Another key tool in Schlumberger’s BHA optimization toolbox is the OptiDrill real-time drilling intelligence service, which monitors surface and downhole data and enables event detection and customized reporting. Rigsite displays integrate the downhole and surface data to provide actionable information, allowing the operator to mitigate risk and increase downhole drilling efficiency.
The real-time data is interpreted by remote Schlumberger experts, who collaborate with drilling engineers onsite to improve performance. The surface data is integrated with borehole calipers and images from LWD logs to evaluate wellbore stability throughout the drilling process; combined with the detection of spiraling for bending moment data, this information helps operators drill a smoother wellbore for running casing.
A suite of downhole drilling mechanics and dynamics subs allows the service to identify the type and severity of BHA motions, calculating continuous borehole friction and factors that cause drillstring failures, equipment damage and issues like stuck pipe. The service is intended to be used for both short-term parameter optimization to improve ROP, as well as long-term analysis of trends, performance limiters, risk on future wells and process improvements.

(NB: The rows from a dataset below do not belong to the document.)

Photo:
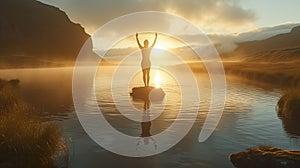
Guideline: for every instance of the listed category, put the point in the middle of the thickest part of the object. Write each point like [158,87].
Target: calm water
[249,118]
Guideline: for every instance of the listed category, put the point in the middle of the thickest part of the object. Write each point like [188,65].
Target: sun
[157,80]
[162,45]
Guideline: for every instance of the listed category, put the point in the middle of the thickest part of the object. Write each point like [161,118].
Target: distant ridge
[29,28]
[284,47]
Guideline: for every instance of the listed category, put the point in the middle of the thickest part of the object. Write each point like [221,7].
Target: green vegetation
[25,140]
[266,156]
[289,104]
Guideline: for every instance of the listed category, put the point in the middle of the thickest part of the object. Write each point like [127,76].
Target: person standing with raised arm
[146,63]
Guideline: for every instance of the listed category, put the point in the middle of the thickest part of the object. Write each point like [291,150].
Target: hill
[282,47]
[35,33]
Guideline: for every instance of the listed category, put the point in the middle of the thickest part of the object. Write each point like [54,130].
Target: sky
[212,16]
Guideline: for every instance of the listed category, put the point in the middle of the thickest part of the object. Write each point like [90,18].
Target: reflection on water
[146,138]
[249,119]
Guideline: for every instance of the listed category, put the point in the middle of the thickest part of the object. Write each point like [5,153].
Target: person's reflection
[146,127]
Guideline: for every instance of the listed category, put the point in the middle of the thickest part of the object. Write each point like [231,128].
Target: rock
[266,156]
[147,93]
[14,82]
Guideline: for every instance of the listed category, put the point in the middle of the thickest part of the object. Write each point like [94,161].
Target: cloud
[211,15]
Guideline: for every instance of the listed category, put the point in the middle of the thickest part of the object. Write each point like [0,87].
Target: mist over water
[249,118]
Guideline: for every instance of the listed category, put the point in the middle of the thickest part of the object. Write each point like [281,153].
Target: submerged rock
[266,156]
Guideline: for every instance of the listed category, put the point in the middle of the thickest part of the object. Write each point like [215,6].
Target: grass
[288,105]
[26,141]
[266,156]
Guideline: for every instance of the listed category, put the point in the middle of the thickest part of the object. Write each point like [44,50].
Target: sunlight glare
[157,80]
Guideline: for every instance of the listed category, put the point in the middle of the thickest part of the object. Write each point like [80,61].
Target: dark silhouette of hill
[284,47]
[31,29]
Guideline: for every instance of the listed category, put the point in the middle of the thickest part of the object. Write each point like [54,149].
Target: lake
[249,118]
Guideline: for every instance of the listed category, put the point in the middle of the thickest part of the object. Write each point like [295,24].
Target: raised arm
[154,41]
[137,39]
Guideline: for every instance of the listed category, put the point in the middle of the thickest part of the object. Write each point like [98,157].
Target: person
[146,63]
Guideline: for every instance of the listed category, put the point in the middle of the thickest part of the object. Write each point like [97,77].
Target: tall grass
[289,103]
[26,141]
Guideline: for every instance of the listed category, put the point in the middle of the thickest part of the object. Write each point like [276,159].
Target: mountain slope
[29,28]
[280,47]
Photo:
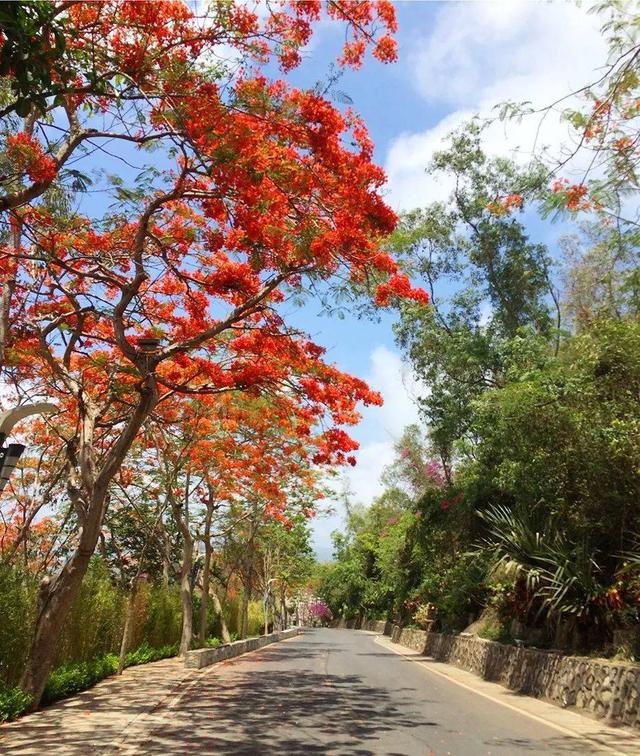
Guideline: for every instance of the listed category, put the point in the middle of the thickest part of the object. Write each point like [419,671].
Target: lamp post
[9,455]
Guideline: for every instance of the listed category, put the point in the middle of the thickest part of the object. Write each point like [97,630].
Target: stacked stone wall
[203,657]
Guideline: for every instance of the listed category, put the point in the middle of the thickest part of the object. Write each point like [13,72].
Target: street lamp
[9,455]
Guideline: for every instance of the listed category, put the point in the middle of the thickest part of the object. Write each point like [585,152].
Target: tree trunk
[186,596]
[204,598]
[226,637]
[54,602]
[128,623]
[244,623]
[265,609]
[88,487]
[283,611]
[206,571]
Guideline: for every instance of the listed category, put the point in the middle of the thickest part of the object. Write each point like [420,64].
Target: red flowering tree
[231,193]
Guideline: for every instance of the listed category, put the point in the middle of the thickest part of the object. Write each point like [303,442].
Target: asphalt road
[339,692]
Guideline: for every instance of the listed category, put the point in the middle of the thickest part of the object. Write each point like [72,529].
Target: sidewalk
[103,718]
[614,740]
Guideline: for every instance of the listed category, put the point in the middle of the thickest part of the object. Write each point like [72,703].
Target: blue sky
[456,60]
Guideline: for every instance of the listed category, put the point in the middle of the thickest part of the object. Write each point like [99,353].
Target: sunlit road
[339,692]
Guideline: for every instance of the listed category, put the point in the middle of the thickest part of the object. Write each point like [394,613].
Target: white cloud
[399,387]
[478,55]
[381,427]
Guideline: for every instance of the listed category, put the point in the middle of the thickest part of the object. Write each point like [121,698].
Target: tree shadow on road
[287,712]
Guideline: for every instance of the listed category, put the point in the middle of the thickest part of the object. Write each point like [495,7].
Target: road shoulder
[615,740]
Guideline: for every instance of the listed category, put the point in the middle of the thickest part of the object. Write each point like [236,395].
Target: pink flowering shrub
[319,613]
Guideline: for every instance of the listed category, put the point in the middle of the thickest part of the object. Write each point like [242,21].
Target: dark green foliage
[13,702]
[17,601]
[69,679]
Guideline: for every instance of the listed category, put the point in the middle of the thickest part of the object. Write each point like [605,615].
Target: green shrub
[496,632]
[13,702]
[163,625]
[17,602]
[72,678]
[145,654]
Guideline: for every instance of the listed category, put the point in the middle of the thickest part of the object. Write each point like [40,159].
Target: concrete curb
[204,657]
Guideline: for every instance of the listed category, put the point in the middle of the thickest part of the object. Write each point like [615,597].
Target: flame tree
[234,191]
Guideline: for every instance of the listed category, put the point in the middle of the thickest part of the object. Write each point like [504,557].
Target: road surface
[340,692]
[324,692]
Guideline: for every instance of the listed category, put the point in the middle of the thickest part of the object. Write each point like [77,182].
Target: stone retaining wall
[608,690]
[203,657]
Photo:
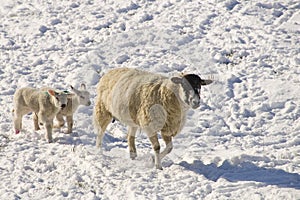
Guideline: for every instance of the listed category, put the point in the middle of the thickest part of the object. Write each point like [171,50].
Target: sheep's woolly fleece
[242,143]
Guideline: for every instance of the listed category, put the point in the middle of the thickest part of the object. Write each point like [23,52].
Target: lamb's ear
[82,86]
[52,92]
[176,80]
[205,82]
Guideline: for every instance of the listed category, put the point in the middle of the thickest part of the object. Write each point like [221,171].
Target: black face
[195,82]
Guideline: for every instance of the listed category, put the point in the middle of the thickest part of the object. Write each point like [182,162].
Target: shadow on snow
[245,171]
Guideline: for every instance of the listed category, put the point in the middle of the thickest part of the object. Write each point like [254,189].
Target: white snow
[242,143]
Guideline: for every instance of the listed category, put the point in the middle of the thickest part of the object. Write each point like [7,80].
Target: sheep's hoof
[133,155]
[159,167]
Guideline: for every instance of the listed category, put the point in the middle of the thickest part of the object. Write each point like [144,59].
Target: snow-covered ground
[242,143]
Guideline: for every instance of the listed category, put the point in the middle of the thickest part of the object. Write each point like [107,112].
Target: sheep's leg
[18,122]
[131,142]
[48,127]
[36,122]
[70,123]
[156,148]
[60,120]
[169,146]
[103,123]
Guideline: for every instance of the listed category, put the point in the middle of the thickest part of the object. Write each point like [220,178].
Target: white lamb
[81,97]
[44,104]
[148,101]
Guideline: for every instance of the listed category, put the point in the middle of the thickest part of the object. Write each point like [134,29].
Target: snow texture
[242,143]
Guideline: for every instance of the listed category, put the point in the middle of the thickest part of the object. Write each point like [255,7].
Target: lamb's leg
[156,148]
[169,146]
[17,122]
[48,127]
[131,142]
[70,124]
[36,122]
[60,120]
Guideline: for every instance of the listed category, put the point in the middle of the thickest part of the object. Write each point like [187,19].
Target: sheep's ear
[206,82]
[52,92]
[176,80]
[70,95]
[82,86]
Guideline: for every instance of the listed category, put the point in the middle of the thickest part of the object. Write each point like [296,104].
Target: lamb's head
[59,98]
[189,90]
[83,95]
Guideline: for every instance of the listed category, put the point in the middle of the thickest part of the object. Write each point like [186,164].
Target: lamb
[81,97]
[44,104]
[147,101]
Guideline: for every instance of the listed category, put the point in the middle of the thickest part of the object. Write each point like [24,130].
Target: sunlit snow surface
[242,143]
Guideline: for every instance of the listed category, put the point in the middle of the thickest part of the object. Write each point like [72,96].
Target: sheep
[44,104]
[81,97]
[148,101]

An operator in the Gulf of Mexico undertaking a salt drilling campaign in 2018 was looking to optimize common rig activity, enhance drilling operations and improve benchmark performance while ensuring adherence to strict HSE guidelines during well construction. “By using the OptiDrill service,” Mr Johnson explained, “the operator actively managed shock and vibration through real-time drilling parameter optimization recommendations, which led to average on-bottom ROP improving from 73 ft/hr to 141 ft/hr.”
Schlumberger is also working to develop new technologies that can be run with wired drill pipe for ultrahigh-speed data transmission. Advancements into BHAs that can function within new energy applications, such as geothermal, are also part of the company’s ongoing research and development efforts.
Design optimization app
Corva believes that software should not only help select better pieces of downhole equipment to comprise the BHA itself but also allow optimization of drilling parameters and performance via the knowledge gained from apps. The company’s BHA Optimization App, which can be accessed via a web-based platform, provides customizable monitoring and analytics tools built on understanding live data from the field and determining optimal parameters with it.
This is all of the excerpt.